When one of Hollywood’s biggest film makers partners with one of television’s biggest producers on a project named “Lucha Underground,” it stands to reason that they’d call on one of the biggest names in Mexican pro wrestling.
“You can’t have a lucha libre show without the Guerreros,” said Chavo Guerrero, a third-generation member of the Guerrero wrestling family. “You just can’t have it. It’s like having a Canadian wrestling show without the Harts.”
Guerrero lends his considerable wrestling experience, both as a performer and producer, to “Lucha Underground" which airs Wednesdays at 8 p.m. on the El Rey Network—the upstart Latin American flavored cable network founded by director Robert Rodriguez (“From Dusk Til Dawn,” “Planet Terror”). A Spanish-language version of the show airs on the more-widely available UniMás Saturdays at 4 p.m.
Executive produced by reality television pioneer Mark Burnett (“Survivor,” “Amazing Race”), “Lucha Underground” combines elements of primetime dramatic television with traditional pro wrestling programs to create an entirely unique sports entertainment universe that already has drawn rave reviews from wrestling fans.
“If you look at any other wrestling show, they’re filming backstage segments and promos on video with one camera. We’re filming them like a movie. We have lighting, a props department, wardrobe. We’re filming them from all sorts of camera angles, spliced together with music in the background,” Guerrero said. “I think, and not just because I’m working there, that this is the best wrestling product on the market. The best.”
“Lucha Underground” features some of the brightest young stars from the U.S. independent scene, such as Prince Puma (a.k.a. Ricochet), mixed with legendary Mexican names such as Blue Demon Jr., and American stars recognizable to most WWE fans, including Johnny Mundo (a.k.a John Morrison) and Guerrero.
Although the program’s showcasing of former WWE stars has drawn criticism from some fans, Guerrero said everyone has earned their way onto “Lucha Underground.”
“If they couldn’t do that style, I would see the difference. If they pushed a guy with big name brand recognition who can’t do lucha libre, who is kind of just adding name value, I would see people getting upset,” Guerrero said. “But you have a John Morrison, who can do things in the ring that a lot of even the Latino luchadors can’t. So it’s not like he’s a charity case.”
Guerrero said high expectations are something he had to learn to live with early on as a member of Mexican wrestling royalty. But at 44, and with a storied career that has included championship reigns in WCW, TNA and WWE, Guerrero said "all that weight is gone.”
“People told Eddie that he wouldn’t be as good as his brother or his dad," Chavo said. "People told me I wouldn’t be as good as Eddie. We’ve all heard it. There’s only one Eddie Guerrero. There’s only one Gory Guerrero. There’s only one Chavo Guerrero 'Classic.' And there’s only one Chavo Guerrero Jr.,” he said. “Yes, we have some of the same flare, because we’re from the same family. But we’re all different. You can’t wear somebody else’s shoes. You’ve got to have your own . . . Our family has already cemented its legacy.”

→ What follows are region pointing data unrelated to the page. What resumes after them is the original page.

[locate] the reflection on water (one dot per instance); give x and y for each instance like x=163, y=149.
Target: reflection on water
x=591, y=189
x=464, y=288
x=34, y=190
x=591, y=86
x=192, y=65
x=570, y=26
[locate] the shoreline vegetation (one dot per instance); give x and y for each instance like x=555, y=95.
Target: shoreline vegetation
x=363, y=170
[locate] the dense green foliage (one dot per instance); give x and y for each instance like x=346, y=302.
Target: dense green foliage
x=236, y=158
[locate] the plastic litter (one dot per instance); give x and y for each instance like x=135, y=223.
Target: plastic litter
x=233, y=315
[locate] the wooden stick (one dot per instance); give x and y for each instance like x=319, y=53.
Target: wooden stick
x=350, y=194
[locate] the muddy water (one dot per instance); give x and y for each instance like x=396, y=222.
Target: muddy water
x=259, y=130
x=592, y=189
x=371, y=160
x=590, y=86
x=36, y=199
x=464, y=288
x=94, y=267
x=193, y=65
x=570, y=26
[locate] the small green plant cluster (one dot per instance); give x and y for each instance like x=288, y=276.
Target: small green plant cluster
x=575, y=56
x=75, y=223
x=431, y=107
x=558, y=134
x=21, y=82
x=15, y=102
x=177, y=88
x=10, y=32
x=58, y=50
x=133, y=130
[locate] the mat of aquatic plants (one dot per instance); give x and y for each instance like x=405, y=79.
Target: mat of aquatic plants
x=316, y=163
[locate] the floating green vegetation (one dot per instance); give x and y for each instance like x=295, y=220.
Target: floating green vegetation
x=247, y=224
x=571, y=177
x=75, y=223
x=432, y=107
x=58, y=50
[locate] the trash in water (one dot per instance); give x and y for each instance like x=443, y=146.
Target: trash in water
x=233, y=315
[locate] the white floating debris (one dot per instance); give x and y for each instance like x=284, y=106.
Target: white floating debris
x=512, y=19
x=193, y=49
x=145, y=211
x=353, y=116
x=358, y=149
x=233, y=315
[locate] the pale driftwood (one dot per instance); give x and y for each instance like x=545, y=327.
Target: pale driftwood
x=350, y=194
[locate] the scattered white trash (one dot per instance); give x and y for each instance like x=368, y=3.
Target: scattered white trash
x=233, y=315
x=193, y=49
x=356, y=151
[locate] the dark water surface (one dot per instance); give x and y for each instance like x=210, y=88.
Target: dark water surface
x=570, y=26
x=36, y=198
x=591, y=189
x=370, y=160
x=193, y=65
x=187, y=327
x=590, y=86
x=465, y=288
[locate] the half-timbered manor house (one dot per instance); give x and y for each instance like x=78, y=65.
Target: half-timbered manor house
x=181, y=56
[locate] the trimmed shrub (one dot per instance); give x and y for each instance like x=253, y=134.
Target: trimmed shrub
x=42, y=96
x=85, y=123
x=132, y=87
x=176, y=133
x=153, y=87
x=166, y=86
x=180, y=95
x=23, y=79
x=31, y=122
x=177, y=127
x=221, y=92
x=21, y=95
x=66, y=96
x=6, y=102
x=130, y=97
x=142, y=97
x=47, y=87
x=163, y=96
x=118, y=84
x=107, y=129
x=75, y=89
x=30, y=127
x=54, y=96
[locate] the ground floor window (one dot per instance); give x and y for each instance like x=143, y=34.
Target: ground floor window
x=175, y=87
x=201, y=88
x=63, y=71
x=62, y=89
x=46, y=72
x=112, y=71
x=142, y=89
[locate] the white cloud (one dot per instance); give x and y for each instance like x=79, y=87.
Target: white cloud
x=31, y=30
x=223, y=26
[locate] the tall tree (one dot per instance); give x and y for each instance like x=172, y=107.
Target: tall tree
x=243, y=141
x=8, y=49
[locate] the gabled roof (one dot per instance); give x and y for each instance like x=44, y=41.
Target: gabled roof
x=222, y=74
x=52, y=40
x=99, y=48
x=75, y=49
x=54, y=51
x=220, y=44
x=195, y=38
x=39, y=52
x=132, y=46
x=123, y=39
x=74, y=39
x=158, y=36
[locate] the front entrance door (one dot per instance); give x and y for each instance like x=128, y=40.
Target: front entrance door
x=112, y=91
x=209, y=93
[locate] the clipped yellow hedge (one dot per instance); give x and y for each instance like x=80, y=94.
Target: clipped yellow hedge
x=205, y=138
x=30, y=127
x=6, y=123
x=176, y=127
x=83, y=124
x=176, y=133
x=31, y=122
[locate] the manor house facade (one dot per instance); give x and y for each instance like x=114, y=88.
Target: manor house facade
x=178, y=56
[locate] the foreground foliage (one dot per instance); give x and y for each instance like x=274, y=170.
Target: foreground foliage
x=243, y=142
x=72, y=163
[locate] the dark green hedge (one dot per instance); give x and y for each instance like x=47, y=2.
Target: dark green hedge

And, heading toward the 10th anniversary of the death of the Guerreros’ most celebrated member, Eddie Guerrero, Chavo said he is still touched by the messages and Tweets he receives from fans who tell him “how much they loved him and what he meant to them.
Now in his latest professional endeavor, Guerrero can’t help but wonder how his Uncle Eddie would have fit in “Lucha Undergound.”
“He would have loved this. This product is so different and gritty. I know he would be asking, ‘How do I become part of this,” Guerrero said. “His wrestling IQ was off the charts . . . As great as [Lucha Underground] is now, it would be even better with his knowledge.”